What is it they say about bearers of bad news? Remember when the bearer of bad news was usually the gossip hanging around the Bay, the band office, the bar, the church or down by the river bank. These days it is usually us at The Nation who have that thankless job.

The Cree leadership have decided to suspend the $600-million forestry lawsuit without consulting the people they are supposed to be serving. We suspected they wouldn’t go ahead with the suit when it was first mentioned. Word came that someone had assured the forestry companies that the Crees would drop the suit.

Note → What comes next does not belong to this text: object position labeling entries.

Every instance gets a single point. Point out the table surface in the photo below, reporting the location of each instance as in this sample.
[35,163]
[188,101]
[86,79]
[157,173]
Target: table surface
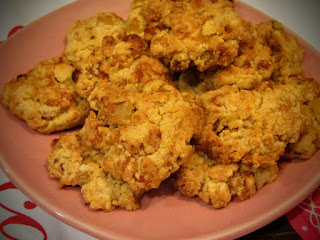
[290,12]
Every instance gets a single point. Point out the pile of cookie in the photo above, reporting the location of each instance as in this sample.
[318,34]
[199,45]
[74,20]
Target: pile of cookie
[183,89]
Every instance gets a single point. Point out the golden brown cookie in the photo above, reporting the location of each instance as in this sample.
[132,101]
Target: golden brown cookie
[189,33]
[45,97]
[75,163]
[218,184]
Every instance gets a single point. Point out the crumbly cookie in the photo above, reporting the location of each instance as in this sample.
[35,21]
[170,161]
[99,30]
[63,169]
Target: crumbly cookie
[285,49]
[218,184]
[45,97]
[74,162]
[249,70]
[252,126]
[145,136]
[84,47]
[191,33]
[307,92]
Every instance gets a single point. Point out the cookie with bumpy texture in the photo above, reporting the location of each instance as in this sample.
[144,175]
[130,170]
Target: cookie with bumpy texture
[307,93]
[218,184]
[75,163]
[145,136]
[189,33]
[251,126]
[84,47]
[287,53]
[45,97]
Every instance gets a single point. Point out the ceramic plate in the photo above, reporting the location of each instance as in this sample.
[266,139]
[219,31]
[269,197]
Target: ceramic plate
[164,213]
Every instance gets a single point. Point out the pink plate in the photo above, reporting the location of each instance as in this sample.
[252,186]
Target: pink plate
[164,214]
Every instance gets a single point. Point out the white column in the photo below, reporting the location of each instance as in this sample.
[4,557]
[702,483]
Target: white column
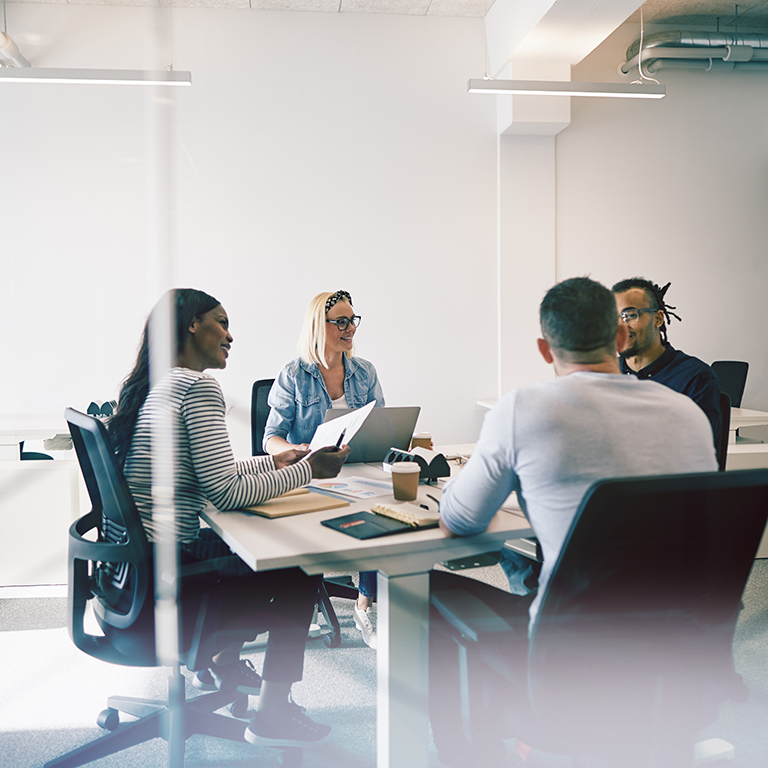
[403,671]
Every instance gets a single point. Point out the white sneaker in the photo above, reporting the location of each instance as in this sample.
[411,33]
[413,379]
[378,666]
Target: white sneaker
[363,623]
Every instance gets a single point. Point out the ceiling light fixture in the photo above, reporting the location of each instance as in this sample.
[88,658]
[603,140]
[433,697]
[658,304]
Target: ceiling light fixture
[548,88]
[93,76]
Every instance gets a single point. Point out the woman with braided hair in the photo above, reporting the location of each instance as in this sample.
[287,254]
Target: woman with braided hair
[649,355]
[325,375]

Those consultation hearings you might have gone to were just to keep you quiet. It was all in their master plan. Keep the trappers whose lands would be affected quiet by launching a suit on their behalf and quietly drop it. Maybe they won’t notice. Better yet, name a talleyman with a questionable background as lead plaintiff so if we don’t actually drop the case we stand a better chance of losing. I believe that’s called sabotage.

A well-known Nemaska tallyman saw through the charade and refused to sign his name to the suit when he was asked. He warned me at the time but I didn’t listen. He knew something like this would take place.

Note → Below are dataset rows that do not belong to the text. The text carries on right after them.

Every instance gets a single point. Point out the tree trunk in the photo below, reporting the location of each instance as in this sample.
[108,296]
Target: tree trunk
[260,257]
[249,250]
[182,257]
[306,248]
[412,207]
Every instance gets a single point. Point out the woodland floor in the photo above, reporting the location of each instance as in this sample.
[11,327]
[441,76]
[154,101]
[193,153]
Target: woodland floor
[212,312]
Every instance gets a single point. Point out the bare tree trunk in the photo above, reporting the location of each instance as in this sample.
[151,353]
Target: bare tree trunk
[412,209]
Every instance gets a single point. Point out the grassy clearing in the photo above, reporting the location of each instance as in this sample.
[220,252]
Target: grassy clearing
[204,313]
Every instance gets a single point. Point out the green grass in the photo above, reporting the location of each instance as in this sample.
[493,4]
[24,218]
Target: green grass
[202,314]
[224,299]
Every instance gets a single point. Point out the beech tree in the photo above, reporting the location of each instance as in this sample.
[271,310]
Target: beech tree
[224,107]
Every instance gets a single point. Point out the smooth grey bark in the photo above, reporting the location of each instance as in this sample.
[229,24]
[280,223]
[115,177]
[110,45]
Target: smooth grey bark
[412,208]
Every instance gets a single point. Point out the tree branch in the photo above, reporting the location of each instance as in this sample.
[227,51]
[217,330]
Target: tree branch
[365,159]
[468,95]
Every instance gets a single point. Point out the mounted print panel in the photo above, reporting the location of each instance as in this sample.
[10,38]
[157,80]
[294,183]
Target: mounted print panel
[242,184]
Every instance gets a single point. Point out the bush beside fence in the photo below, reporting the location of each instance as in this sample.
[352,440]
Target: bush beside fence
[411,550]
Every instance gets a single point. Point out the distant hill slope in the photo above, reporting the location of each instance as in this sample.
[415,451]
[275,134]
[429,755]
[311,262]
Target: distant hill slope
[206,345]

I don’t know about you but I’d be awfully embarrassed if I had put on my best suit, gathered the press and announced

to the world that I was suing someone for $600 million, shed a tear or two for the land and then dropped the lawsuit less than two months later just so I could get my hands on a measly $15 million.

Let’s do the math. 600 million minus 15 million equals 585 million. That’s $585 million or $48,750 every Cree man, woman and child can kiss good-bye. As the kids like to say in Nemaska, embarrassing!

Don’t forget that’s not counting the amount already spent on our lawyers to do the paperwork. You know how much those guys make. You don’t? Well, one lawyer whose salary we looked at was making $400,000 a year. That’s six figures, so Will tells me. Not quite as much as Johnnie Cochrane’s yearly income, but still, you could buy a lot of Italian suits with that.

I don’t know if we would have had a chance to win the case. It would have set a precedent for sure. But that’s the way it usually goes, it’s the lawyers who win, whether they win the case or not.

What’s scary is that the same thing could happen with Great Whale and the NBR projects. Our so-called leaders could be given an offer they can’t refuse and will eagerly bend over to sign on the dotted line while Quebec gives it to them up the yin-yang. So to speak.

What should we call this scandal? Clinton has Monica-Gate, Chretien has Peppergate. Send in your suggestions for this “Gate.” It needs a hip, catchy name like Forestrygate, Lordgate or whatever. Its your call. Thanks.

So anyway, by the time you read this the suit will probably have been dropped and theforestry companies are happily cutting down trees all over our land.